Auparavant, les investisseurs pouvaient considérer l’or et le bitcoin comme des actifs concurrents substituables, mais les derniers flux montrent qu’une partie d’entre eux optent désormais pour les deux, en exploitant l’or comme refuge traditionnel et le bitcoin pour son offre fixe en couverture des risques monétaires et fiscaux de long terme.

Néanmoins, toutes les institutions de Wall Street ne pensent pas que le « trade de dévaluation » restera le moteur principal de la hausse de l’or et du bitcoin.

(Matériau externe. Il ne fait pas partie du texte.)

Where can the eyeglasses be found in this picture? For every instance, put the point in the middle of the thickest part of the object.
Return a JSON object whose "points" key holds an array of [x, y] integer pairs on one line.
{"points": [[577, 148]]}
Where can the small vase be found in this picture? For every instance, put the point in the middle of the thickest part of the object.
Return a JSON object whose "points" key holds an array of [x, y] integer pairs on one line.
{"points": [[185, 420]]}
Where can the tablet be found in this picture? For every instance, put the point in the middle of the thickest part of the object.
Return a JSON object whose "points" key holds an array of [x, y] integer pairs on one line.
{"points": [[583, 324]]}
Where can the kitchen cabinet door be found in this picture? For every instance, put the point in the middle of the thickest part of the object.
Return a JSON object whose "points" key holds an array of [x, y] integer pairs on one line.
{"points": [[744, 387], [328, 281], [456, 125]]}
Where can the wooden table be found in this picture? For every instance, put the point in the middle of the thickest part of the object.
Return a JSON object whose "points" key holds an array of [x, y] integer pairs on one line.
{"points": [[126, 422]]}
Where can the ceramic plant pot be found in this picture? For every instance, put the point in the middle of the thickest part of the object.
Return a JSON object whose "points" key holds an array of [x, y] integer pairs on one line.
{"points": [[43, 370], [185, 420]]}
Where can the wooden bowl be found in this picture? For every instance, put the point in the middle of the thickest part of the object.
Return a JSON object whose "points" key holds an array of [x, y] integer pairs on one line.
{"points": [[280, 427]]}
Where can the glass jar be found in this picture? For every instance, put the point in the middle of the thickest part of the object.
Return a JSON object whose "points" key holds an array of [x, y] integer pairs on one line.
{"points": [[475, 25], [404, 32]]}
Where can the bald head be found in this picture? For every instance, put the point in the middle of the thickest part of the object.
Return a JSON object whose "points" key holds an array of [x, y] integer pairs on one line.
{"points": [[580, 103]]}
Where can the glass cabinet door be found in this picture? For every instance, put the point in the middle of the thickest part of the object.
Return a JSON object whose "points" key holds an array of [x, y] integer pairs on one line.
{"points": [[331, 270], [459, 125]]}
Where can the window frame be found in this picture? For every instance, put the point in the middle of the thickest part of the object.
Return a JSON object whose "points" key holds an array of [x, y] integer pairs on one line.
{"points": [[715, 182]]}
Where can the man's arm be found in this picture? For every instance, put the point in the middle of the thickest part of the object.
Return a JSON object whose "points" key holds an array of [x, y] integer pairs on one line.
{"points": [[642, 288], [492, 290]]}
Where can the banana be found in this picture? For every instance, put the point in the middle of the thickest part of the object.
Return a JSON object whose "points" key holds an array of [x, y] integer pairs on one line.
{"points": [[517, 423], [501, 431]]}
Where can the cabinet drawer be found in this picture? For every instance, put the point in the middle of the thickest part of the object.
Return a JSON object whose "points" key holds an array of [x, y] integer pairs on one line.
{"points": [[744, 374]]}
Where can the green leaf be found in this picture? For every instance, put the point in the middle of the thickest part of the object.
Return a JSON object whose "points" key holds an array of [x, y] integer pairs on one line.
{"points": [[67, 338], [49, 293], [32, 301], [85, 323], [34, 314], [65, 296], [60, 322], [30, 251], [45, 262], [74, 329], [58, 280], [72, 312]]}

Hardika Singh, stratège économique chez Fundstrat, estime que la dynamique de cette logique s’essouffle potentiellement et que les actions pourraient finalement s’avérer un outil de couverture plus fiable que l’or ou le bitcoin.

Elle explique que le déficit public américain croissant constitue bien un problème, mais si le marché accepte peu à peu qu’aucune solution claire n’émergera à court terme, les investisseurs pourraient finir par s’adapter à ce nouvel environnement budgétaire.

Dans ce scénario, l’or et le bitcoin ont toujours du potentiel pour progresser, mais la principale raison derrière la hausse des prix ne résiderait plus uniquement dans la crainte d’une dévalorisation monétaire.